Dr. Patel often *speaks to young scientists and entrepreneurs, focusing mainly on young women in STEM. Over her long career as a scientist, she has personally mentored many students and young clinicians who are just beginning their careers. Whether it is at a conference, a small talk at a university, or one-on-one, mentoring is a passion for Rupal.
She recently participated as a guest mentor in the Creative Destruction Lab (CDL) Apprenticeship Program, speaking to a group of young women between 14-18-years old. The purpose of the program is to address the gender gap in science by focusing on female high school students with a curiosity for STEM-related topics. These young women who apply must show an interest in how science and technology are transforming the world and are considering what opportunities are available to the next generation of leaders. By leveraging female mentors' experiences from various STEM industries, the program attendees gain invaluable insight to help nurture their interests in STEM fields and potentially help reduce the gap.
If you have been thinking about mentoring, but aren't quite sure how to do it, here are some suggestions. Consider reaching out to your alma mater, local schools, or organizations that align with your mentoring goals, i.e., mentoring a young woman in science or entrepreneurship.
Rupal has provided some of her best advice, gained from her many mentoring opportunities, for those just starting out as a mentor:
FINDING A MENTEE/BECOMING A MENTOR
Mentoring happens naturally and organically. It isn't the same process as searching for an intern or employee, don't approach it as such. The process is more intuitive — you will see potential in someone, and you will want to help them succeed.
Find alignment - you'll have more fun, and you'll be able to contribute greater if you have alignment between their interests and goals and your interests and background.
Be realistic. Only take on mentees if you have time - you can't be there for everyone. But if you commit, make sure you follow through and make yourself accessible.
HOW TO MENTOR
Be a sounding board - we don't need clones. Mentoring is about helping and nurturing through supportive advice, not telling someone how to do something to be just like someone else.
Be you - often, women will feel that they can only portray their professional self; their personal life needs to be hidden. Your mentee doesn't need to know details about your personal life.

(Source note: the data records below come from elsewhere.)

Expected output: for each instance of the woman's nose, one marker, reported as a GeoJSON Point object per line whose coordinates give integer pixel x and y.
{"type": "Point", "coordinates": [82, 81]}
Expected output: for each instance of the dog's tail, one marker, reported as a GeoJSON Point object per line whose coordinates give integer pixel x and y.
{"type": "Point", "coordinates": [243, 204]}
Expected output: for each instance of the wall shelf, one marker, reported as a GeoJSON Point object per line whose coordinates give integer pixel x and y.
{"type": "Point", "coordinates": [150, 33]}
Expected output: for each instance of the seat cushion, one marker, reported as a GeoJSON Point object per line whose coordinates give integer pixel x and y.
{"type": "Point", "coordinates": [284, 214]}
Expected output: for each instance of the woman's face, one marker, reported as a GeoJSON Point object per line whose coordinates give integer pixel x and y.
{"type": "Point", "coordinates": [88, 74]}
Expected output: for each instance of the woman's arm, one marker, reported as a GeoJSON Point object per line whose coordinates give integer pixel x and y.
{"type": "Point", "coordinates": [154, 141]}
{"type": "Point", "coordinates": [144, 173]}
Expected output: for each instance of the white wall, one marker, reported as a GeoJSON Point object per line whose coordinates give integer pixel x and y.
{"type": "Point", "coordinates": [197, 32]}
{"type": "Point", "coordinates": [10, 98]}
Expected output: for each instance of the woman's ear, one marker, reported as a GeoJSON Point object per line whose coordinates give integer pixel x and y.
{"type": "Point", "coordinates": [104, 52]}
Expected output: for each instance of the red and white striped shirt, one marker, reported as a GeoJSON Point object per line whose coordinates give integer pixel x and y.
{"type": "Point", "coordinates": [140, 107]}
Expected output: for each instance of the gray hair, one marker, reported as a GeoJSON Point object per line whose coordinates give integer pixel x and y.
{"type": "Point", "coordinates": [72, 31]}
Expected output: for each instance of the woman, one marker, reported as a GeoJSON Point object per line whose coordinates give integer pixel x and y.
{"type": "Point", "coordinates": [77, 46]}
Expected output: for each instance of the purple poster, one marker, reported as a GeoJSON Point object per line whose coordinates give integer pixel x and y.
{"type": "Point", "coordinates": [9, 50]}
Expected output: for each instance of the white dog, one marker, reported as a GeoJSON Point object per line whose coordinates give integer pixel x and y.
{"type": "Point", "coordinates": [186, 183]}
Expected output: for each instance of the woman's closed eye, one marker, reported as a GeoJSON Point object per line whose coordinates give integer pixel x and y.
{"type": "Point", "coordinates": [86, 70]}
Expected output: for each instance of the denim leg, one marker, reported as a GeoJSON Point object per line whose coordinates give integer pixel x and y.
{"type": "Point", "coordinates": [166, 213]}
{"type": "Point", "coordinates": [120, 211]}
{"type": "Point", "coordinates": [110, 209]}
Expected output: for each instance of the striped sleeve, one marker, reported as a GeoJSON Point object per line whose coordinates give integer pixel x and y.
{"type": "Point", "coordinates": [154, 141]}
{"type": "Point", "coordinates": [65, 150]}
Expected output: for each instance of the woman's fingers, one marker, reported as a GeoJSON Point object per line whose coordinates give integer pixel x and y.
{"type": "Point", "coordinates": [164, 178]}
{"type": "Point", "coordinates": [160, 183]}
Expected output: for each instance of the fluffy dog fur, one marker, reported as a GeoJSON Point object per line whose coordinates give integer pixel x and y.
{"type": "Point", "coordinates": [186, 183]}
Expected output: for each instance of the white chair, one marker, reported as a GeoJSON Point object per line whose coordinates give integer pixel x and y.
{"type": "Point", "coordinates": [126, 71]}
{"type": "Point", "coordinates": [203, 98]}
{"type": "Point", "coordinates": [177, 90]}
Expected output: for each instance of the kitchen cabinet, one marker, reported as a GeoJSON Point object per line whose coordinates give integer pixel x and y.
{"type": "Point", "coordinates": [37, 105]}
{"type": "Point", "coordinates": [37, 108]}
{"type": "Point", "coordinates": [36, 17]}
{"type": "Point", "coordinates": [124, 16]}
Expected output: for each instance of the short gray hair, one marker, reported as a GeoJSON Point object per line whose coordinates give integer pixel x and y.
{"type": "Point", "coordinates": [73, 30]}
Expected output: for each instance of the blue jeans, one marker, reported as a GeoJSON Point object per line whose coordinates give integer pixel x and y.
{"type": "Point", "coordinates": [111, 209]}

However, understanding what real balance looks like and the varied roles you play in your life can be a vital lesson.
IT DOESN'T ALWAYS GO AS PLANNED
Sometimes it doesn't work out, and even the best intentions may not land well. Be open and transparent but don't force it. You aren't obligated to be a mentor, nor are they to being your mentee. Life happens, people change, situations adapt. Keep the conversation open and know when it is time to walk away.
Mentoring isn't one way - I have found that you learn and get back as much from your mentees as you give.
While we only spent a month highlighting these brilliant women on social media, we hope that this has inspired others to call out and recognize bright women they know. Let's continue to shine a light on them, and instead of Women's History Month, let's transform 2021 into The Year of the Woman!